Internal data model - Gapminder/waffle-server GitHub Wiki
WS data model (a part that maps to DDF) consists of the following schemas:
Table of Contents
Types
List of types with not quite intuitive names:
Mixed
- can contain any valueObjectId
- contains a reference to the document in another document collection.{}
- contains set of key-value pairs as a single value
Concepts
{
// 1.
// Unique identifier of the concept inside of WS and per dataset.
// Corresponds to the cell in DDF csv file under concepts `primaryKey` column.

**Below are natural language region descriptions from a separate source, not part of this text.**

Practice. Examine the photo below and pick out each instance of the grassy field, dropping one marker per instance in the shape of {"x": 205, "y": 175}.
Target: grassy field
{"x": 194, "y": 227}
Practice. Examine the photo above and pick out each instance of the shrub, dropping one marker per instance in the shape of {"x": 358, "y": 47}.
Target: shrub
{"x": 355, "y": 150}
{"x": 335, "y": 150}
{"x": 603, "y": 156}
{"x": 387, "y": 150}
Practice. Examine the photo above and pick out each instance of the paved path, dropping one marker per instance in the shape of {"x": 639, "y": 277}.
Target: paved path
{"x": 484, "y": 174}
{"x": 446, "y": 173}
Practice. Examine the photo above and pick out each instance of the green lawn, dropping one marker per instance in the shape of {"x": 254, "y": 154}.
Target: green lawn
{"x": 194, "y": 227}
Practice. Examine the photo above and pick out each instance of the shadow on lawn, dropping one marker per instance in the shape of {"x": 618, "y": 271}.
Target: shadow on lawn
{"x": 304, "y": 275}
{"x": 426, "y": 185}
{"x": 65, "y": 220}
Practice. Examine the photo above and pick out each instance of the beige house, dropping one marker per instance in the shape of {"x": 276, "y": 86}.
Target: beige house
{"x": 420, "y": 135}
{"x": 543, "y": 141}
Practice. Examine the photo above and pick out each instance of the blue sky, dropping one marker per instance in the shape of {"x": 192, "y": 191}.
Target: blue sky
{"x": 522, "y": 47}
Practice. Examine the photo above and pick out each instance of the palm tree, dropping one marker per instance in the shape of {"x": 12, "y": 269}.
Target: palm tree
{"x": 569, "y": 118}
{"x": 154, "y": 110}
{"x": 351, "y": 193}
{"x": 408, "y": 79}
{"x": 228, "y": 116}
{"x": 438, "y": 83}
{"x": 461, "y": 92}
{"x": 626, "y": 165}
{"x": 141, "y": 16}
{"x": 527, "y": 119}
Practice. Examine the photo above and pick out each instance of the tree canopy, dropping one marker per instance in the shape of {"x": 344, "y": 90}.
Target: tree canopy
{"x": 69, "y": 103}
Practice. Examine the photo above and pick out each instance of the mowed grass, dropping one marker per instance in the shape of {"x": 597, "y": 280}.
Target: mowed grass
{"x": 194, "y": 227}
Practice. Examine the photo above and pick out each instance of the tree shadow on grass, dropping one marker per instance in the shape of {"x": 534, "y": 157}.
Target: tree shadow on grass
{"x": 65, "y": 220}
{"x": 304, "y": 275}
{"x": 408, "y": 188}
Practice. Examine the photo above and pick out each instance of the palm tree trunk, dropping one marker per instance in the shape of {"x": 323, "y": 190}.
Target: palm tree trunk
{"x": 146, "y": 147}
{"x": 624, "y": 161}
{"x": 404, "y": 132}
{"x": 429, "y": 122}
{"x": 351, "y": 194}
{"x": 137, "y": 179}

gid: {type: String, match: /^[a-z0-9_]*$/, required: true},
// 2.
// This is internal WS property that is used in versioning as a link between different versions of the same document
originId: {type: ObjectId},
// 3.
// Type corresponds to concept_type column in DDF concepts csv file
type: {
type: String,
enum: ['entity_domain', 'entity_set', 'string', 'measure', 'time', 'year', 'week', 'month', 'day', 'quarter'],
default: 'string',
required: true
},
// 4.
// Files from which concept was imported
sources: [{type: String, required: true}],
// 5.
// All the columns with corresponding values in concepts file are stored here
properties: {},
// 6.
// Found translations are stored here in a { [LANGUAGE]: { TRANSALATIONS_DICTIONARY } } format
languages: {},
// 7.
// This property is used to indicate domain of the current concept (if there is one)
domain: {type: ObjectId, ref: 'Concepts'},
// 8.
// This property is used to indicate a version of the dataset in which this concept was introduced.

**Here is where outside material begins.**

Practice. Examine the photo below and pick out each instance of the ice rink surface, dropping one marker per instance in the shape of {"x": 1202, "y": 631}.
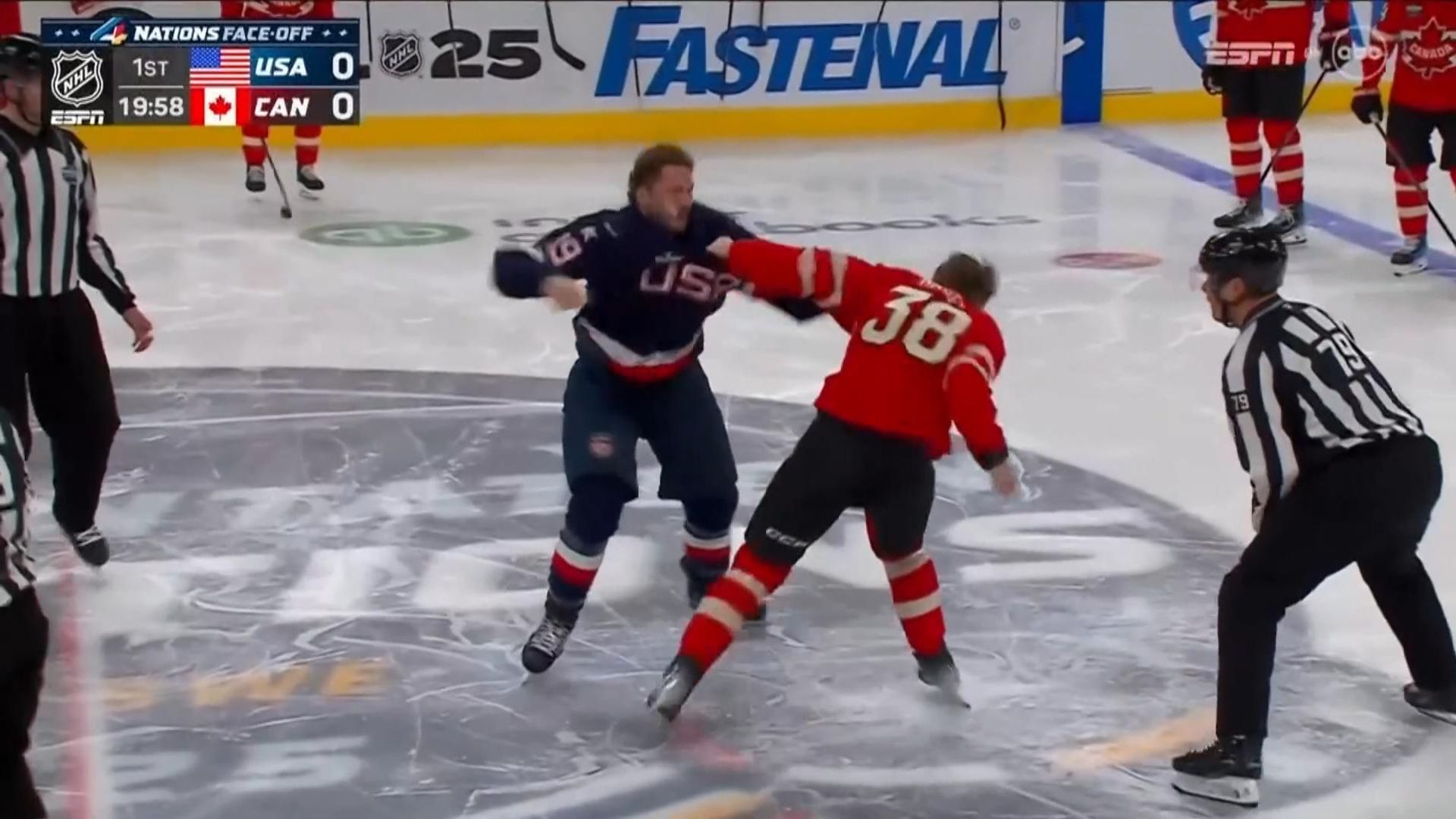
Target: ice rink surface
{"x": 338, "y": 483}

// Corresponds to TRANSACTION creation time.
from: {type: Number, required: true},
// 9.
// This property is used to indicate a version of the dataset in which
// this concept does NOT exist anymore (was deleted) OR exists as a newer version (was updated).
// Corresponds to TRANSACTION creation time.
to: {type: Number, required: true, default: MAX_VERSION},
// 10.
// Dataset to which concept belongs
dataset: {type: ObjectId, ref: 'Datasets', required: true},
};
Datapoints
{
// 1.
// Value of the datapoint
value: {type: Mixed, required: true},
// 2.
// Files from which datapoint was imported
sources: [{type: String, required: true}],
// 3.
// This property contains a reference to concept to which datapoint belongs.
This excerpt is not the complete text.